Terakhir adalah berapa nilai SiLPA dan SILPA yang dianggarkan pada APBD maupun APBD Perubahan. Lampiran III Kebijakan Penyusunan APBD, angka 3 Pembiayaan Daerah, huruf c Sisa Lebih Pembiayaan (SILPA) Tahun Berjalan, Peraturan Menteri Dalam Negeri Nomor 27 Tahun 2013 tentang Pedoman Penyusunan APBD Tahun Anggaran 2014, telah memberi pedoman kepada pemerintah daerah melaui TAPD (Tim Anggaran Pemerintah Daerah) maupun Badan Anggaran DPRD, bahwa SiLPA maupun SILPA ditetapkan sebagai berikut: (1) Pemerintah daerah menetapkan Sisa Lebih Pembiayaan (SILPA) Tahun Anggaran 2014 bersaldo nihil; (2) Dalam hal perhitungan penyusunan Rancangan APBD menghasilkan SILPA Tahun Berjalan positif, pemerintah daerah harus memanfaatkannya untuk penambahan program dan kegiatan prioritas yang dibutuhkan, volume program dan kegiatan yang telah dianggarkan, dan/atau pengeluaran pembiayaan (vide pasal 28 ayat (3) Peraturan Pemerintah Nomor 58 Tahun 2005 tentang Pengelolaan Keuangan Daerah, jo pasal 60 ayat (2) Peraturan Menteri Dalam Negeri Nomor 13 Tahun 2006 tentang Pedoman Pengelolaan Keuangan Daerah sebagaimana diubah terakhir dengan Peraturan Menteri Dalam Negeri Nomor 21 Tahun 2011, pembentukan dana cadangan; penyertaan modal pemerintah daerah; pembayaran pokok utang; dan pemberian pinjaman); (3) Dalam hal perhitungan SILPA Tahun Berjalan negatif, pemerintah daerah melakukan pengurangan bahkan penghapusan pengeluaran pembiayaan yang bukan merupakan kewajiban daerah, pengurangan program dan kegiatan yang kurang prioritas dan/atau pengurangan volume program dan kegiatannya”.
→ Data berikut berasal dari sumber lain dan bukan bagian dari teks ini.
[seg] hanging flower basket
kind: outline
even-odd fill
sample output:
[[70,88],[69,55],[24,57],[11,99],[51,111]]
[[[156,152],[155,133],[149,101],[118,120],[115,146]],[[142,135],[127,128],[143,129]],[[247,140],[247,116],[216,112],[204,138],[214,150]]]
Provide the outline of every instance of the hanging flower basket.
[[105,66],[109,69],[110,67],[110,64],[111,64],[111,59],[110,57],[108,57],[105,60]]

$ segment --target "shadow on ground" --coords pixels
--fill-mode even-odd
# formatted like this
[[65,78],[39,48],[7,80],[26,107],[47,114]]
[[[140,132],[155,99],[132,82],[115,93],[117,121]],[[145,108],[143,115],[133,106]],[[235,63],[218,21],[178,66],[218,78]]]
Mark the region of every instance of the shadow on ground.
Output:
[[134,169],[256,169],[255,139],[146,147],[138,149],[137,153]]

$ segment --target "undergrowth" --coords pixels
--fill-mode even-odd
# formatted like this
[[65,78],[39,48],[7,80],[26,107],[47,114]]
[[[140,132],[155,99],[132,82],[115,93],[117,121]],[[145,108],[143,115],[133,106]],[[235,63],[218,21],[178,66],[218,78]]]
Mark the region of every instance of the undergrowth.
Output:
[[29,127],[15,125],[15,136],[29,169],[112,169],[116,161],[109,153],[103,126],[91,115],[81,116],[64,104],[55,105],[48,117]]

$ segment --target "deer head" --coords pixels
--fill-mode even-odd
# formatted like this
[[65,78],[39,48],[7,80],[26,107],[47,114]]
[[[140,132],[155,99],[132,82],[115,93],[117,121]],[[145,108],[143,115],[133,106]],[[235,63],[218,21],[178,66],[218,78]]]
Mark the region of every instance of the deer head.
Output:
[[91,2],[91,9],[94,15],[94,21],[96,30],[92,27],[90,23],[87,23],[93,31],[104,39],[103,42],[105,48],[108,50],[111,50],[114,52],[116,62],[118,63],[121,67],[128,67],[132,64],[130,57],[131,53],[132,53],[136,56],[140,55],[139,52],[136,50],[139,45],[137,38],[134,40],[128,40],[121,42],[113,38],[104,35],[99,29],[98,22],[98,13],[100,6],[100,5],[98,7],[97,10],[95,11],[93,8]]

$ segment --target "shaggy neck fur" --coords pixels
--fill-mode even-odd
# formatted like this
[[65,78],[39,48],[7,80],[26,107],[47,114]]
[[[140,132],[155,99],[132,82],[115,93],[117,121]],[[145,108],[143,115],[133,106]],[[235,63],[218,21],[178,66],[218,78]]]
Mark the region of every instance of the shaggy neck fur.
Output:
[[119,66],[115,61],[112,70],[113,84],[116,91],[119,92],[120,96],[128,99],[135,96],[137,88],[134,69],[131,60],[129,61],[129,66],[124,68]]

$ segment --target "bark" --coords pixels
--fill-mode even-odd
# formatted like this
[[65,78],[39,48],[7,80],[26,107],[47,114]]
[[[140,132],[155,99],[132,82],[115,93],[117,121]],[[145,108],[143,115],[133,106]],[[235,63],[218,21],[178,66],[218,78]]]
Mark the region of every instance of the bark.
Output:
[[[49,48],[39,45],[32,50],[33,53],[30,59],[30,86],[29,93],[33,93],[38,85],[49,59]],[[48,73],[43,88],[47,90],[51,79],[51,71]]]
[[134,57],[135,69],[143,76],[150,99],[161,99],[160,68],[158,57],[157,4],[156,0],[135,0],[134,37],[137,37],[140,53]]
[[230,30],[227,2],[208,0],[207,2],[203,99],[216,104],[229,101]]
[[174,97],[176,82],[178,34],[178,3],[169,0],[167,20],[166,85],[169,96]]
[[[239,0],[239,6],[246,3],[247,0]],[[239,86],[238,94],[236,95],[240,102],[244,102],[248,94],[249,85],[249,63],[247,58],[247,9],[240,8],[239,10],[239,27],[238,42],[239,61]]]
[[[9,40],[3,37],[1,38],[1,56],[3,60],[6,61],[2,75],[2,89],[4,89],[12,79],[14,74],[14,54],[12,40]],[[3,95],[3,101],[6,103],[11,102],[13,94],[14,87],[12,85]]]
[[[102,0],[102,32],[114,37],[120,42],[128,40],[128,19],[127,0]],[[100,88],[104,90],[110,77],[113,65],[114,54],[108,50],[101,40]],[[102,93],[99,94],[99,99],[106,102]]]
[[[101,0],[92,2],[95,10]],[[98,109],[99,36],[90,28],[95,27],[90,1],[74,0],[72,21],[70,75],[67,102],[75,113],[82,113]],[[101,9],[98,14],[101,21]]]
Page 4: ARTIKRL KEUANGAN.doc

Dari pembahasan tersebut di atas, banyaklah pemerintah daerah dalam membentuk APBD (Induk) menganggarkan SiLPA/SILPA (Induk) bernilai 0 (nol) atau nihil (tanpa nilai rupiah), dengan alasan dan pertimbangan dalam APBD (Induk) tidak merencanakan terjadinya selisih antara realisasi penerimaan dengan realisasi pengeluaran, dan menetapakan antara anggaran dan belanja dalam anggaran berimbang. Demikian pula alasan dan pertimbangan beberapa pemerintah daerah bahwa nilai SiLPA/SILPA (Induk) masih dalam besaran sementara, dan masih menunggu nilai riil (SiLPA/SILPA) hasil pemeriksaan Tim BPK-RI atas LKPD (Laporan Keuangan Pemerintah Daerah), dan selanjutnya menetapkannya dalam APBD (Perubahan).